Initial RouterOS 7 setup: a safe start without magic

A new MikroTik should not immediately become a production router. First, bring RouterOS into a clear baseline state: access, user accounts, services, updates, time, backup/export, and minimal management protection.

This article is not about a full firewall or VLANs. It is a baseline that reduces risk before the more complex configuration begins.

Where this fits in the overall architecture

The baseline comes before core routing, VLANs, and firewall hardening. If you leave default services, a weak password, unclear interfaces, and no backup at this stage, every later mistake hurts more.

After the baseline, the device is ready for the core router role: you can connect it to the architecture, document interfaces, plan VLANs, and gradually build the rules.

Basic concepts

Initial setup includes:

  • local device access, not internet access;
  • changing default credentials;
  • disabling unnecessary services;
  • updating RouterOS and firmware;
  • configuring time and DNS;
  • creating backup/export;
  • clear interface names or comments;
  • basic interface lists;
  • checking that management is not exposed externally.

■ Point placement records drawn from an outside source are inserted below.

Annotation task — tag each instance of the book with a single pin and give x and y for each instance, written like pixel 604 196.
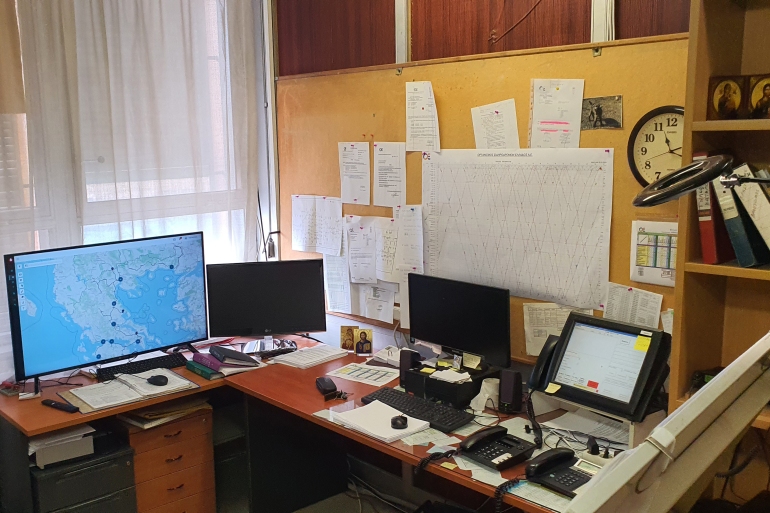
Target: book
pixel 212 363
pixel 202 370
pixel 232 357
pixel 750 248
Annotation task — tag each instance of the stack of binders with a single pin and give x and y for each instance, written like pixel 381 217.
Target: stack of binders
pixel 221 362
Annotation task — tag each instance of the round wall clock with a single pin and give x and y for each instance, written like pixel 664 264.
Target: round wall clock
pixel 655 145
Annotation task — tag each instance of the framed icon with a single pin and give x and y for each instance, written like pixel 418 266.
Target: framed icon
pixel 759 97
pixel 726 97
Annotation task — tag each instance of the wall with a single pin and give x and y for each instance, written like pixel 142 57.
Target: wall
pixel 321 35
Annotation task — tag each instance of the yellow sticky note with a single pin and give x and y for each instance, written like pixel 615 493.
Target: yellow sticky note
pixel 642 343
pixel 471 360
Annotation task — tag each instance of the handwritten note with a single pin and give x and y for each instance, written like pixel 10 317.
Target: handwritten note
pixel 354 172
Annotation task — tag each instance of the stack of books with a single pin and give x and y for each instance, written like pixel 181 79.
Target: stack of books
pixel 221 362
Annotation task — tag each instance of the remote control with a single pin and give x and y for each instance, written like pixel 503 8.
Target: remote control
pixel 60 406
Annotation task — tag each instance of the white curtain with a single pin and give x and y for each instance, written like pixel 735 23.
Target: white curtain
pixel 142 120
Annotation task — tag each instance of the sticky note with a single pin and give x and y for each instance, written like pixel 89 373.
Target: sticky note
pixel 471 361
pixel 642 343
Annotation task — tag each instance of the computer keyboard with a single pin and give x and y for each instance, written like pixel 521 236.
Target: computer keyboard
pixel 444 418
pixel 170 361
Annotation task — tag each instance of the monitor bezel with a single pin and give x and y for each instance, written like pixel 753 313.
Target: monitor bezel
pixel 280 263
pixel 15 318
pixel 594 400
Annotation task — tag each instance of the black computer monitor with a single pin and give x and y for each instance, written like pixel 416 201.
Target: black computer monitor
pixel 87 305
pixel 610 366
pixel 266 298
pixel 461 317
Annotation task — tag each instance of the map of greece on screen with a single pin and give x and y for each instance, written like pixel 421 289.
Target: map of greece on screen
pixel 82 305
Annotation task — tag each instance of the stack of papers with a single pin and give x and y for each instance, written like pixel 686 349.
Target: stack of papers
pixel 311 356
pixel 374 420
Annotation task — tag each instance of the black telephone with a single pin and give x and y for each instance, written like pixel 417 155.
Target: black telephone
pixel 559 470
pixel 495 448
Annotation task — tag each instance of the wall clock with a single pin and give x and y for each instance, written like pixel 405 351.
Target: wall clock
pixel 655 145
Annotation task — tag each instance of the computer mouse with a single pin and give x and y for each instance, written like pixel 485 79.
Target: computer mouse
pixel 398 422
pixel 158 380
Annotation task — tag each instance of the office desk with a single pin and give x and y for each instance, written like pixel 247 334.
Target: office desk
pixel 290 389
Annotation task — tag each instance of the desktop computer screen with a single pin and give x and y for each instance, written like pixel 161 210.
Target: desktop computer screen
pixel 84 305
pixel 461 317
pixel 266 298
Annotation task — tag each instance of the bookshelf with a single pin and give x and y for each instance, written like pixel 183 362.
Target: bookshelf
pixel 720 310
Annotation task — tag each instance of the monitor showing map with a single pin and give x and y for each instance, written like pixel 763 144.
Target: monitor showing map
pixel 88 305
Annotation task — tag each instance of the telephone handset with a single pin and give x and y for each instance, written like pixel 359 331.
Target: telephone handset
pixel 495 448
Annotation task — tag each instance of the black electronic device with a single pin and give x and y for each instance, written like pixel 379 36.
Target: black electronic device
pixel 399 422
pixel 169 361
pixel 158 380
pixel 449 313
pixel 266 298
pixel 495 448
pixel 510 392
pixel 559 470
pixel 609 366
pixel 60 406
pixel 444 418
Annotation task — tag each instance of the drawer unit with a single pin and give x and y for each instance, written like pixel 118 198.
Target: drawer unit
pixel 64 485
pixel 123 501
pixel 173 487
pixel 204 502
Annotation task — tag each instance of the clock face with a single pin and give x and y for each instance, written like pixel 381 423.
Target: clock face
pixel 655 146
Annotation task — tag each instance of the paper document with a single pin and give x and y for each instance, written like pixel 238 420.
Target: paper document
pixel 629 304
pixel 557 107
pixel 354 172
pixel 653 252
pixel 337 280
pixel 316 224
pixel 361 251
pixel 370 375
pixel 422 132
pixel 495 126
pixel 487 215
pixel 389 174
pixel 542 320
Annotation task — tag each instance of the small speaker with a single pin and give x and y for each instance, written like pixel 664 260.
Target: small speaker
pixel 408 360
pixel 510 391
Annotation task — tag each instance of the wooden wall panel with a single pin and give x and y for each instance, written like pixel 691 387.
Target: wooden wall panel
pixel 447 28
pixel 642 18
pixel 323 35
pixel 316 112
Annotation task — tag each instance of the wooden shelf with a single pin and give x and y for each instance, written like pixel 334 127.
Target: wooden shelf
pixel 761 422
pixel 731 269
pixel 731 125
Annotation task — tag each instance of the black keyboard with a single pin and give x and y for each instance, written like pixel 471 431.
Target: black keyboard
pixel 444 418
pixel 170 361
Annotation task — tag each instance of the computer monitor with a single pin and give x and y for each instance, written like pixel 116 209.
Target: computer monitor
pixel 266 298
pixel 461 317
pixel 610 366
pixel 677 462
pixel 87 305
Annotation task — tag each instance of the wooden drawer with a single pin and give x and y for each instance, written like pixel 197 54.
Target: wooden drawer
pixel 174 487
pixel 173 458
pixel 201 503
pixel 174 432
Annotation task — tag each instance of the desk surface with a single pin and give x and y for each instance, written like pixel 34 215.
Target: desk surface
pixel 286 387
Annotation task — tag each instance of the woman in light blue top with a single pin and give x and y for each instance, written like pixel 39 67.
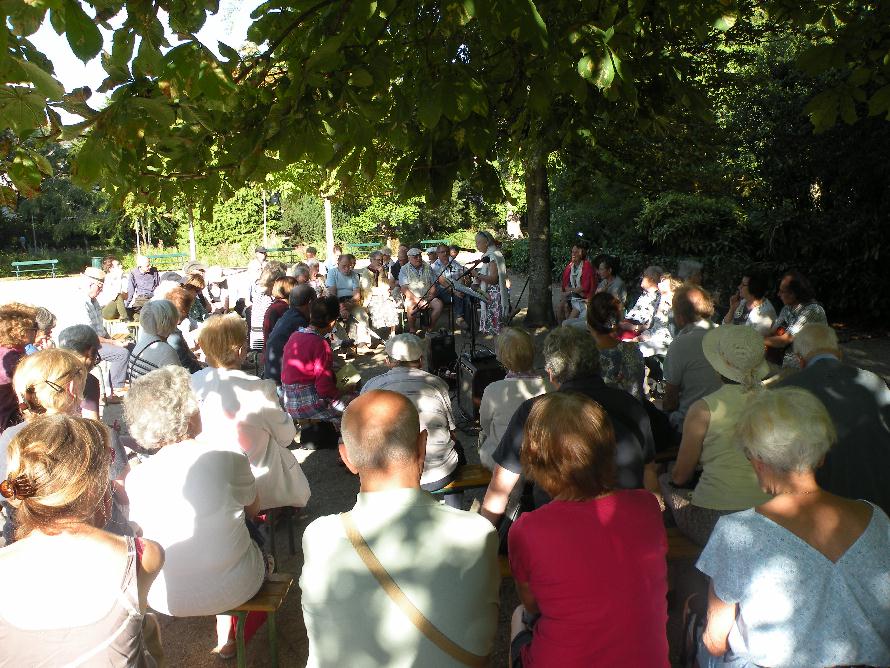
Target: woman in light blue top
pixel 804 579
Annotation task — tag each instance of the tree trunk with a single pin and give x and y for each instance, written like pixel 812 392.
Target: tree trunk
pixel 537 202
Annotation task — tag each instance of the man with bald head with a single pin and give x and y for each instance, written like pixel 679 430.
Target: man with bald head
pixel 442 559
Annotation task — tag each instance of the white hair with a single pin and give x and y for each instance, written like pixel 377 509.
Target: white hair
pixel 788 429
pixel 159 407
pixel 159 318
pixel 815 338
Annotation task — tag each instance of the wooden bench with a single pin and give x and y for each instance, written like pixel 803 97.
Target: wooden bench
pixel 468 476
pixel 268 599
pixel 25 266
pixel 168 259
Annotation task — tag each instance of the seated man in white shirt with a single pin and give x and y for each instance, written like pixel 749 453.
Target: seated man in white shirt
pixel 443 560
pixel 416 280
pixel 429 394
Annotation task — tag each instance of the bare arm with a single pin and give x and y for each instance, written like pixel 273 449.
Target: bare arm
pixel 495 502
pixel 721 616
pixel 695 426
pixel 671 400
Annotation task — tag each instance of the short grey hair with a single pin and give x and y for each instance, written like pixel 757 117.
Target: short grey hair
pixel 159 407
pixel 159 318
pixel 788 429
pixel 570 352
pixel 79 338
pixel 653 273
pixel 375 444
pixel 816 338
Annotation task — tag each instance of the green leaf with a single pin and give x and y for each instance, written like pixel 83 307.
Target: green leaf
pixel 429 108
pixel 25 173
pixel 43 81
pixel 879 103
pixel 83 36
pixel 22 108
pixel 360 78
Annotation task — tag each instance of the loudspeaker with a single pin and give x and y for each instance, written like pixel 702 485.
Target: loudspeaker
pixel 474 374
pixel 442 354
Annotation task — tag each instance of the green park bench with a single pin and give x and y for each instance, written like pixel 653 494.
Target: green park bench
pixel 283 254
pixel 25 266
pixel 168 260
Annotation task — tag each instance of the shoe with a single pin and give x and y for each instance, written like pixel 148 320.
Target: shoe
pixel 228 651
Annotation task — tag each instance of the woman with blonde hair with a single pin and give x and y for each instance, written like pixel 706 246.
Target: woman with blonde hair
pixel 516 351
pixel 240 408
pixel 90 606
pixel 18 329
pixel 590 565
pixel 52 382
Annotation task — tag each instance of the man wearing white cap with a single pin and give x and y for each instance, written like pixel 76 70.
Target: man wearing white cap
pixel 429 394
pixel 111 350
pixel 415 280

The baseline is not complete if you do not know how to recover after a mistake.

Before applying anything

Even initial setup can cause loss of access. Work locally, keep physical access to the device, and save the current configuration:

/system backup save name=before-baseline
/export file=before-baseline

Use Safe Mode for risky changes:

/system console safe-mode

Check real interface names:

/interface print

Do not apply commands blindly: port names, wireless/WiFi packages, and default configuration differ across models.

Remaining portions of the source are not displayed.